Meinungen wie diese spiegelte auch das Durchschnittsalter der Wähler wider: Mit 57 Jahren rückte es knapp an die Pensionsgrenze von 60 Jahren. Mit 59,32 Prozent verzeichnete die erste Wahl nach dem Fukushima-Desaster im März 2011 zudem die niedrigste Wahlbeteiligung seit Ende des Zweiten Weltkriegs. Das sind rund zehn Prozent weniger als bei der Wahl 2009. Damals gewannen die Demokraten, die dieses Mal die großen Verlierer sind, haushoch gegen die LDP.

Bereits im Vorfeld hatten Experten eine niedrige Wahlbeteiligung erwartet. Zum einen falle sie im Winter schwächer aus. Doch bei warmen 15 Grad im Großraum Tokio, in dem ein Viertel der Japaner leben, konnte diese Ausrede nicht gelten. Die Hauptursache war die unübersichtliche Parteienlandschaft. Denn dieses Mal gingen mehrere Neuzugänge ins Rennen, die erst im Sommer gegründet worden waren. Aus wahltaktischen Gründen formierten sie sich noch mehrfach um - was die Wähler verwirrte wie ärgerte.

Lange unentschlossen, raffte sich ein Radiomacher in seinen Fünfzigern erst spät am Tag zur Wahl auf, schrieb er auf Facebook. Er war nicht der Einzige: Um 18 Uhr, zwei Stunden vor Ende, lag die Beteiligung erst bei rund 40 Prozent. Einige gaben aus Protest ihre Wahlzettel gleich leer ab.

Den größten Erfolg der "neuen Dritten" heimste die nationalistische Japan Restoration Party ein. Sie erreichte mit 54 Sitzen nur drei weniger als die bisherige Regierungspartei DPJ. 325 von insgesamt 480 Sitzen erhielt die Allianz von LDP und New Komeito, und damit mehr als zwei Drittel der Sitze. Dadurch endet eine Zeit der gegenseitigen Blockade der beiden Großparteien, die lange Japans Politik dominierte. Die Zeitung "Yomiuri" schrieb noch am Vortag in ihrem Leitartikel: Nach den vielen Wahlen 2012 rund um die Welt "dürfen wir nicht erlauben, dass nur Japan wegen des Klimas der politischen Entscheidungslosigkeit in unserer Nation zurückfällt".
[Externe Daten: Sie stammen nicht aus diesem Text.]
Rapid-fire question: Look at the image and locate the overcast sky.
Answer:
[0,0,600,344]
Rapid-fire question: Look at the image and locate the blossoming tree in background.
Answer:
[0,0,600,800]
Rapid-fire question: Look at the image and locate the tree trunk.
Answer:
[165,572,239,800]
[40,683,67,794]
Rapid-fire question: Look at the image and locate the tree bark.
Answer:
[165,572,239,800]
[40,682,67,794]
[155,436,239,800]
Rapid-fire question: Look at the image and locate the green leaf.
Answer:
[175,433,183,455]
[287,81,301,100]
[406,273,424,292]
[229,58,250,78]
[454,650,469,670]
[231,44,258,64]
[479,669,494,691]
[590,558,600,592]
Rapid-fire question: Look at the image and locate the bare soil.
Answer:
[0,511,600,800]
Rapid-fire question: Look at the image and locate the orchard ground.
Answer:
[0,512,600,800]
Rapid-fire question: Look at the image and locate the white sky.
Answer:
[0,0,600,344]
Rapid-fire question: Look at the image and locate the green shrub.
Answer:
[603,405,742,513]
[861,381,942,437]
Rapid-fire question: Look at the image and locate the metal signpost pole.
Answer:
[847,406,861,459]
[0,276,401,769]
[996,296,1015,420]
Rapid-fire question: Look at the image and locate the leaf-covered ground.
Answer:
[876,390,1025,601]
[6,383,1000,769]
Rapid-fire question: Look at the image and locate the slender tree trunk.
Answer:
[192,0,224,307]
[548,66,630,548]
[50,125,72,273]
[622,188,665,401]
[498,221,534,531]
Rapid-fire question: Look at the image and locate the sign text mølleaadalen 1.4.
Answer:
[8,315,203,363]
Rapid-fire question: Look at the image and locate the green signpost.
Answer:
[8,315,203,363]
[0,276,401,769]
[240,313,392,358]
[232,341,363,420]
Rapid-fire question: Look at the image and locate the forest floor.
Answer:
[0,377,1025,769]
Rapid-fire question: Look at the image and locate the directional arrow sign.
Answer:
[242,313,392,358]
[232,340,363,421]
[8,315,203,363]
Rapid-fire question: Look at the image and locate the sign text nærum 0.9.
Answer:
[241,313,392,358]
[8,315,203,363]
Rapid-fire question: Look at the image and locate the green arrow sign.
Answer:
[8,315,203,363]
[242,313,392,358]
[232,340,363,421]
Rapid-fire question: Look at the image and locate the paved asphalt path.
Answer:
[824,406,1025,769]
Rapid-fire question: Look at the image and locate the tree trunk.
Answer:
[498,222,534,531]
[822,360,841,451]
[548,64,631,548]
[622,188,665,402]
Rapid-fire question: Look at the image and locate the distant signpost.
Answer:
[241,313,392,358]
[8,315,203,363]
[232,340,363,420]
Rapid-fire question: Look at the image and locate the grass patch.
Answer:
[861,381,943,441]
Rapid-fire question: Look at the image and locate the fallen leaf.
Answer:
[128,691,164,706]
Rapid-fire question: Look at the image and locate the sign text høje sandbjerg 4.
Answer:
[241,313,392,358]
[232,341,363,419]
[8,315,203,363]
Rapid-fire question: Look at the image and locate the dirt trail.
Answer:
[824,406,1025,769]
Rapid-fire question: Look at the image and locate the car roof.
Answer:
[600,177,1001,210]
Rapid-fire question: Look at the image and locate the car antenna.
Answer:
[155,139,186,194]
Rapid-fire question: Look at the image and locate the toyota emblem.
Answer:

Abe will Beziehungen zu den USA stärken

Am 26. Dezember wird Abe in einer außergewöhnlichen Parlamentssitzung zum Premierminister gewählt werden. Der 58-Jährige bekommt einen Vertrauensvorschuss auf Zeit. Selbst den Gewinnern ist bewusst, dass sie nicht über Nacht beliebt wurden. Viele Wähler wollten schlicht die DPJ und Premier Yoshihiko Noda strafen, der bereits den Parteivorsitz abgegeben hat.

Im Sommer 2013 finden dann in Japan Oberhauswahlen statt. Dort hat keine Partei eine eindeutige Mehrheit. Sollte Abe bis dahin keine Erfolge vorweisen, könnte das das Ende der LDP sein, sagte ein Moderator des Senders NHK. Seit ihrer Gründung 1955 regierte sie über 50 Jahre.

Abe gibt sich engagiert: "Wir können heute oder morgen keine Resultate vorlegen, aber wir werden schnell handeln", sagte er in seiner ersten Pressekonferenz. Er muss sich beweisen. Denn der Enkel eines Premierministers stand 2006 schon einmal an der Landesspitze. Damals trat er schon nach einem Jahr, sein Kabinett von Skandalen geschüttelt, angeblich wegen gesundheitlicher Probleme abrupt zurück.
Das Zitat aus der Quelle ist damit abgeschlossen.